Не сосчитать, сколько я слышала об акулах с тех пор, как решила отправиться на Нантакет.

– Мам, ты предупреждала меня об акулах раз пятьсот. Ничего со мной не случится.

– И не пей и не садись за руль!

– Никто не садится пьяным за руль. Тут есть Убер.

– Одна тоже не садись в Убер! Шэрон мне рассказала…
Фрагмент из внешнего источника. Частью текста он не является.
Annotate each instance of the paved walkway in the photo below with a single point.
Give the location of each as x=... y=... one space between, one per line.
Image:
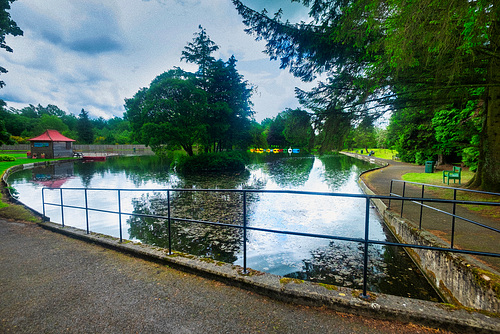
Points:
x=467 y=235
x=50 y=283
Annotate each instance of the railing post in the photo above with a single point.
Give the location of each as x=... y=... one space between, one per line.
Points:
x=390 y=194
x=244 y=232
x=453 y=218
x=62 y=209
x=43 y=203
x=120 y=215
x=169 y=222
x=365 y=256
x=421 y=208
x=403 y=201
x=87 y=211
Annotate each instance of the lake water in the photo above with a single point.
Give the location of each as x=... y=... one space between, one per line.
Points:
x=320 y=260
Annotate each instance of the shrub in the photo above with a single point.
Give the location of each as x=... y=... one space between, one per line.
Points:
x=7 y=158
x=212 y=162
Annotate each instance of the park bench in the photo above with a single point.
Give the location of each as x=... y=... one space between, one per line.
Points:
x=455 y=174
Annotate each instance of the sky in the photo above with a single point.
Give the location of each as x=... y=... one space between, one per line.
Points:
x=93 y=54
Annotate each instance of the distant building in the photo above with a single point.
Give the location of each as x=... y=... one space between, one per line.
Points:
x=51 y=144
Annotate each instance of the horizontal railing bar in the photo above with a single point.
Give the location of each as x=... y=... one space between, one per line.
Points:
x=453 y=215
x=304 y=234
x=446 y=187
x=295 y=192
x=437 y=200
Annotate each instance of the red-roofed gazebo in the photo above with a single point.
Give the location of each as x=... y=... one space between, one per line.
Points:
x=51 y=144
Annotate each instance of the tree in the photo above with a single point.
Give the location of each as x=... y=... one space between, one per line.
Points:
x=298 y=130
x=364 y=134
x=199 y=51
x=84 y=128
x=275 y=134
x=7 y=27
x=229 y=106
x=396 y=55
x=169 y=111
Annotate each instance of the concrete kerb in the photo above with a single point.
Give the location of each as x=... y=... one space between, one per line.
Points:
x=457 y=277
x=341 y=299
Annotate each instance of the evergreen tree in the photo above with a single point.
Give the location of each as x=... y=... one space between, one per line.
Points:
x=394 y=55
x=7 y=27
x=84 y=128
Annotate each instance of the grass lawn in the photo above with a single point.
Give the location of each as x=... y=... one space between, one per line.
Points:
x=379 y=152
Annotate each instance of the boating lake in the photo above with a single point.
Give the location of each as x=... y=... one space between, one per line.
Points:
x=320 y=260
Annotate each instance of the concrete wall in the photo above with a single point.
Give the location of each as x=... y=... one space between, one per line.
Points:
x=461 y=279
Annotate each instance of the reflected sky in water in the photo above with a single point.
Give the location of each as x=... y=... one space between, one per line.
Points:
x=293 y=256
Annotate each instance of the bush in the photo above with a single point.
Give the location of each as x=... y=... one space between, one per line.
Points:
x=212 y=162
x=7 y=158
x=470 y=157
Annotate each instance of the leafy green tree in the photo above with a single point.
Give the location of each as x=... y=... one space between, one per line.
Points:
x=84 y=128
x=298 y=130
x=275 y=134
x=364 y=134
x=228 y=95
x=7 y=27
x=257 y=135
x=400 y=55
x=169 y=111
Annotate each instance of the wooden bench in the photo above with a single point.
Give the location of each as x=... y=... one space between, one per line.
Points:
x=455 y=174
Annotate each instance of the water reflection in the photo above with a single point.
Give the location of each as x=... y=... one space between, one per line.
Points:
x=318 y=260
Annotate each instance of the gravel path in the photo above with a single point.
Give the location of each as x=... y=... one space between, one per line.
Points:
x=50 y=283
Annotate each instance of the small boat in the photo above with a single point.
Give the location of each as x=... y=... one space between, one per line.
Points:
x=95 y=158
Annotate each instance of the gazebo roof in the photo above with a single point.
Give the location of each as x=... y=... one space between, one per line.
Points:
x=51 y=135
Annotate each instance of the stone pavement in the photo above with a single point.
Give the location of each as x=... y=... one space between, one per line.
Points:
x=467 y=235
x=50 y=283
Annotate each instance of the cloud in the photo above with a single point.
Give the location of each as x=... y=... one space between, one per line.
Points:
x=85 y=27
x=93 y=54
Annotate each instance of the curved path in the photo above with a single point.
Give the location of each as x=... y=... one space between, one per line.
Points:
x=467 y=236
x=50 y=283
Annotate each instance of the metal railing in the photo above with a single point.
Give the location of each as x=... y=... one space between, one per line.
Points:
x=365 y=241
x=453 y=212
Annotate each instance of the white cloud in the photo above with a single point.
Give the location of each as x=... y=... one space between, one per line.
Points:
x=93 y=54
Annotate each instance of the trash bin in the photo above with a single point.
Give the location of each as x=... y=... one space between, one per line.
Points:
x=429 y=166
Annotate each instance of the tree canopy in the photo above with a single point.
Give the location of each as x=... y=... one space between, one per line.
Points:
x=380 y=55
x=211 y=107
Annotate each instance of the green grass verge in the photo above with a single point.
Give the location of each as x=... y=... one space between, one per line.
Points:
x=437 y=179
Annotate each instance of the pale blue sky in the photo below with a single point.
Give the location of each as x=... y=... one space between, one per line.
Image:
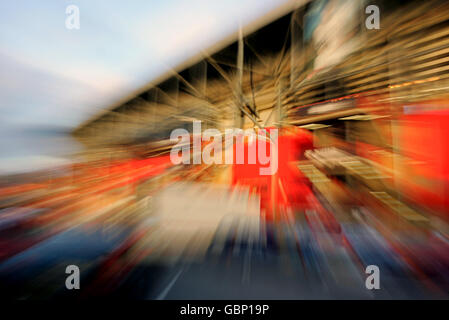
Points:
x=54 y=77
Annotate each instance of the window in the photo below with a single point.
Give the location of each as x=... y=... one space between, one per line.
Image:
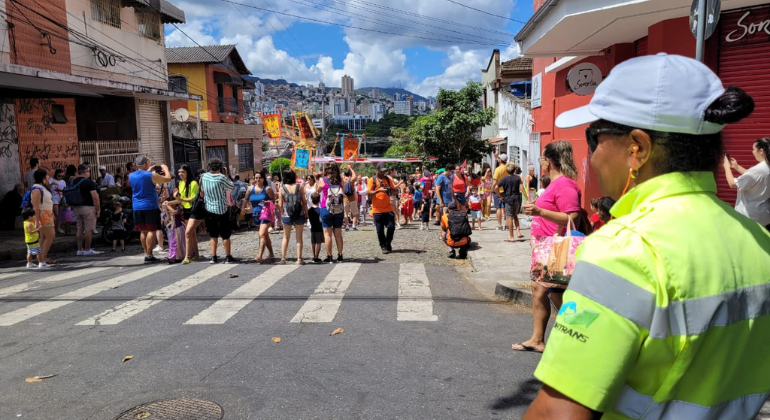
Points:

– Знаю, ты уже рассказывала эту историю Шэрон. Не волнуйся. Я останусь с Джейн.

– Хорошо. Люблю-люблю!

Я наполовину вздохнула, наполовину рассмеялась.

– Я тоже тебя люблю.


Стелла одолжила мне мини-юбку из искусственной кожи, которая прилипала к попе, и я дополнила ее зеленым топом с глубоким вырезом. Я с телом была в хороших отношениях, но всегда приуменьшала размеры своей груди: когда в двенадцать лет у тебя появляется декольте, и все семиклассники с удовольствием начинают бросать комментарии по поводу нее (а иногда и щупать), это лишает уверенности в себе. Но подростков, которые издевались надо мной, здесь не было, и никто не знал, что я вообще так не одеваюсь. «Будь смелее».